Both of the above stated variances provide support to the management in making
adjustment to the factors that has resulted into variances which might have been caused
because of the unwanted componentsin relation to the business along with the other variances
which can been occurred because of the factors which are in the control of the management.
Therefore, because of the variety of factors involved, the management spends less time on the
researching about the changes which are not controllable by the business administration
resulting into reducing the burden over the employees of the organization in regard to
answering about the deviation which has been occurred because of the uncontrollable
factors.These variances make the standards costing more important and relevant (Cheng, Goh
and Kim, 2018).
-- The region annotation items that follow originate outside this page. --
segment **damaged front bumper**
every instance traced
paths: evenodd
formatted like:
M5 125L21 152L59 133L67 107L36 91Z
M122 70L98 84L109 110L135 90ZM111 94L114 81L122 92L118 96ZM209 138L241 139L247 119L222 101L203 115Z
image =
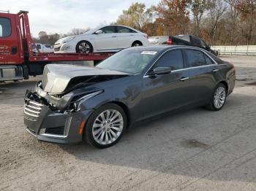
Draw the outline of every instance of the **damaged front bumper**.
M59 144L80 142L83 139L80 128L83 128L80 127L81 123L93 112L93 109L79 112L53 109L37 93L31 90L26 93L23 111L29 133L38 140Z

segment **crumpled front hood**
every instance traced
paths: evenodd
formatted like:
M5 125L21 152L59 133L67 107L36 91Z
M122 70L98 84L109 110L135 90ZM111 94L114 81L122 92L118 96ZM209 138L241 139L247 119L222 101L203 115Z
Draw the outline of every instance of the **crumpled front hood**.
M48 64L44 69L42 84L45 92L59 94L66 90L70 81L75 78L82 78L83 80L83 77L84 77L84 80L86 80L89 77L94 76L127 75L127 73L96 67L67 64Z

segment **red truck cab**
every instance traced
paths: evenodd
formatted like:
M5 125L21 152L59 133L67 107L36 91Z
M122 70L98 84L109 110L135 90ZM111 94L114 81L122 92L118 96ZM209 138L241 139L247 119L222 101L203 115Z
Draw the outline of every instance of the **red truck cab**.
M22 14L0 13L0 80L23 78L24 52L19 16Z
M0 82L26 79L29 75L42 74L45 66L53 62L93 61L96 63L113 54L43 53L39 50L34 52L33 46L28 12L0 12Z

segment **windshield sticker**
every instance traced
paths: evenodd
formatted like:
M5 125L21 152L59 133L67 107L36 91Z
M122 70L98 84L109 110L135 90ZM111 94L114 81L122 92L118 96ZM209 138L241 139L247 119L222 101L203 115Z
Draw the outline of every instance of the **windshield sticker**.
M157 52L156 52L156 51L143 51L140 54L141 55L154 55L157 53Z

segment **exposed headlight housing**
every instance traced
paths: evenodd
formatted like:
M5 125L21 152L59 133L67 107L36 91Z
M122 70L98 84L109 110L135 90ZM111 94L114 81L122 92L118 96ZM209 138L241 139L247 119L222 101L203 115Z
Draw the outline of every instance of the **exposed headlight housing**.
M103 92L103 90L99 90L99 91L96 91L91 93L89 93L86 95L82 95L80 96L78 98L73 99L69 105L69 109L71 109L71 110L69 112L72 112L72 110L75 110L75 111L80 111L80 106L81 105L82 103L83 103L84 101L89 100L89 98L94 97L95 96L102 93Z

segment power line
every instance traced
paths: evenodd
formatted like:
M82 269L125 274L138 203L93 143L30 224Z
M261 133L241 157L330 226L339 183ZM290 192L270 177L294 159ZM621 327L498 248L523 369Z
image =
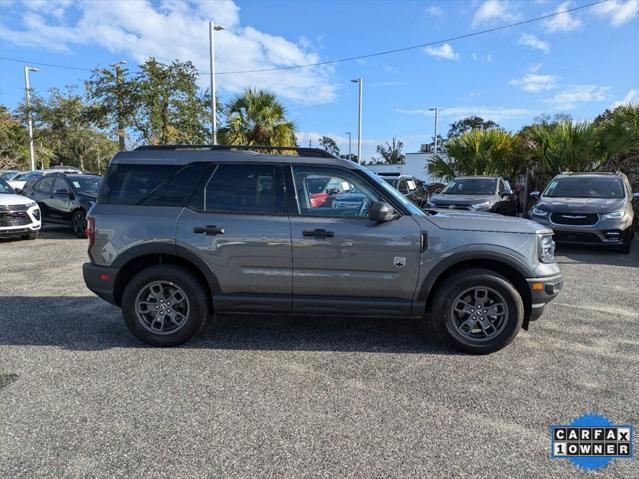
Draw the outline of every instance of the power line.
M409 51L409 50L416 50L418 48L424 48L424 47L429 47L429 46L433 46L433 45L439 45L440 43L447 43L447 42L453 42L456 40L463 40L465 38L472 38L472 37L476 37L479 35L485 35L487 33L493 33L493 32L497 32L500 30L506 30L508 28L514 28L514 27L519 27L521 25L527 25L529 23L534 23L534 22L539 22L541 20L547 20L549 18L553 18L556 17L558 15L563 15L565 13L571 13L571 12L576 12L578 10L584 10L586 8L590 8L590 7L594 7L595 5L600 5L602 3L607 3L610 0L599 0L597 2L592 2L592 3L587 3L585 5L580 5L577 7L573 7L573 8L568 8L566 10L561 10L561 11L557 11L557 12L553 12L553 13L548 13L546 15L542 15L540 17L534 17L534 18L529 18L527 20L521 20L519 22L513 22L513 23L508 23L506 25L500 25L497 27L493 27L493 28L487 28L485 30L480 30L477 32L471 32L471 33L464 33L462 35L456 35L453 37L448 37L448 38L444 38L441 40L435 40L432 42L428 42L428 43L420 43L418 45L411 45L408 47L401 47L401 48L394 48L391 50L383 50L380 52L374 52L374 53L367 53L365 55L358 55L358 56L353 56L353 57L344 57L344 58L338 58L335 60L324 60L321 62L316 62L316 63L305 63L302 65L289 65L289 66L283 66L283 67L272 67L272 68L258 68L255 70L237 70L237 71L228 71L228 72L216 72L216 75L239 75L242 73L263 73L263 72L272 72L272 71L279 71L279 70L294 70L297 68L309 68L309 67L317 67L317 66L322 66L322 65L333 65L336 63L344 63L344 62L350 62L350 61L355 61L355 60L363 60L366 58L372 58L372 57L379 57L382 55L391 55L393 53L401 53L401 52L405 52L405 51ZM15 63L27 63L27 64L31 64L31 65L40 65L40 66L47 66L47 67L52 67L52 68L63 68L63 69L67 69L67 70L81 70L81 71L94 71L95 68L85 68L85 67L72 67L72 66L68 66L68 65L55 65L52 63L40 63L40 62L31 62L28 60L21 60L21 59L17 59L17 58L9 58L9 57L4 57L4 56L0 56L0 60L4 60L4 61L9 61L9 62L15 62ZM199 72L200 75L210 75L210 72Z

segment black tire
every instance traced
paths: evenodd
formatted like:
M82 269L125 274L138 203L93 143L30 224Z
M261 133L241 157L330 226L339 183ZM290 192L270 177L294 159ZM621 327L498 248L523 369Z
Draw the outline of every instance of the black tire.
M186 317L184 324L174 332L155 334L149 331L136 312L138 295L143 294L150 284L157 282L176 286L186 296L188 314L183 315ZM138 339L153 346L177 346L189 341L202 330L208 314L208 294L204 286L192 273L175 265L156 265L142 270L129 281L122 296L125 324Z
M464 336L455 326L461 320L453 316L453 302L464 292L482 287L501 296L507 309L504 310L500 326L493 326L494 337L473 339ZM473 268L454 273L444 280L433 298L432 314L429 316L437 333L453 348L471 354L488 354L504 348L517 336L524 321L524 304L517 289L506 278L488 269ZM469 317L470 314L463 319Z
M79 209L71 216L71 229L78 238L87 237L87 213Z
The operating variances provides the company with the all the requisite data
and information in regard to its productivity. The planning and operational change supports
the association in breaking down all the differences under two categories which are
controllable and not controllable by the management team. It helps in identifying those areas
favour of the company. This positive outcome is majorly because of the selling higher
number of units of the product in comparison to the set budgeted units.
2. Material price (MP) planning variance and material price (MP) operational variance
Material price (MP) planning variance
The planning variance emerge on the grounds that the original standards and the
revisedstandardsdiffer from each other. It is far-fetched that the purchasing division could
successfully modify the planning variance as it isn't constrained by the operational functions,
yet by senior administration (Kerzner, 2017). The Material price (MP) planning
varianceshows how much skilled and knowledgeable the administration is in respect to
evaluating the future costs. It first looks at the original plan and then the revised plan.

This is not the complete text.